PAGAI takes as input LLVM bitcode. Bitcode can be obtained from C programs using Clang. To compile a C file into LLVM bitcode, you can run the script located in the scripts directory of the Git repository:
./scripts/compile_llvm.sh -h
In order to have a nicer PAGAI output, you have to compile your C code with debug infos (option -g
).
With a C input
If you want to use PAGAI with a C input, you first need to setup a pagai.conf
file in
the same directory as the PAGAI executable.
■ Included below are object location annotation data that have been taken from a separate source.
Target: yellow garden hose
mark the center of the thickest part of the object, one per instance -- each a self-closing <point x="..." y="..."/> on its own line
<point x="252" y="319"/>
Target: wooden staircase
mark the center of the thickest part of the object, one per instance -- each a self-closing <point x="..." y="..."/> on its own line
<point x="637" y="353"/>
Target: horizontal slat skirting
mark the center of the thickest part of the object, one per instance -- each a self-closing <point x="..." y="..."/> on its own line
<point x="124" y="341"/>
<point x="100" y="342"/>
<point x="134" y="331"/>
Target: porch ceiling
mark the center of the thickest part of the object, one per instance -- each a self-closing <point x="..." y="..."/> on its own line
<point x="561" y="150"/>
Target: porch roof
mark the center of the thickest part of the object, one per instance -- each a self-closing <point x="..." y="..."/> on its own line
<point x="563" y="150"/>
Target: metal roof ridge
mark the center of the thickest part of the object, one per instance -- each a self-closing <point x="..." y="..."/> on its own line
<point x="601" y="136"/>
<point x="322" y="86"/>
This conf file contains only one variable so
far, named ResourceDir
. This variable should be set to the path of your LLVM/Clang
installation. In particular, make sure you set ResourceDir
so that the path
$(ResourceDir)/lib/clang/3.4/include/
exists and contains e.g. float.h
.
The pagai.conf
file should have the form:
"ResourceDir <dir>"
Example:
~$ cat pagai.conf
ResourceDir /Users/julien/work/pagai/external/llvm
With a LLVM .bc
input
The pagai.conf
file is only used for compiling C/C++ code into LLVM bitcode. If you
directly give to PAGAI a bitcode file, it will process it. Note that you will need to
compile into bitcode with clang and the -g
and -emit-llvm
arguments.
Example
How to analyze the following C program:
~$ more gopan.c
#include "../pagai_assert.h"
int main() {
int x = 0;
int y = 0;
while (1) {
if (x <= 50) {
y++;
} else y--;
if (y < 0) break;
x++;
}
assert(x+y<=101);
assert(x <= 102);
}
First, we have to compile this program into LLVM bitcode. We can either use our script, or call clang directly:
~$ clang -emit-llvm -g -c gopan.c -o gopan.bc
or
~$ compile_llvm.sh -g -i gopan.c -o gopan.bc
We can now run PAGAI on the resulting bitcode file. It outputs the C source code with annotations. safe means that the numerical operation cannot overflow, and assert OK means that the assert statement is proved correct.
~$ pagai -i gopan.bc
#include "../pagai_assert.h"
int main() {
int x = 0;
int y = 0;
/* reachable */
while (1) {
/* invariant:
102-x-y >= 0
y >= 0
x-y >= 0
*/
if (x <= 50) {
// safe
y++;
} else // safe
y--;
if (y < 0) break;
// safe
x++;
}
// safe
/* assert OK */
assert(x+y<=101);
/* assert OK */
assert(x <= 102);
/* reachable */
}
Pagai can also output an annotated LLVM bitcode file with the invariants stored as LLVM metadata, so that they can be used by external tools.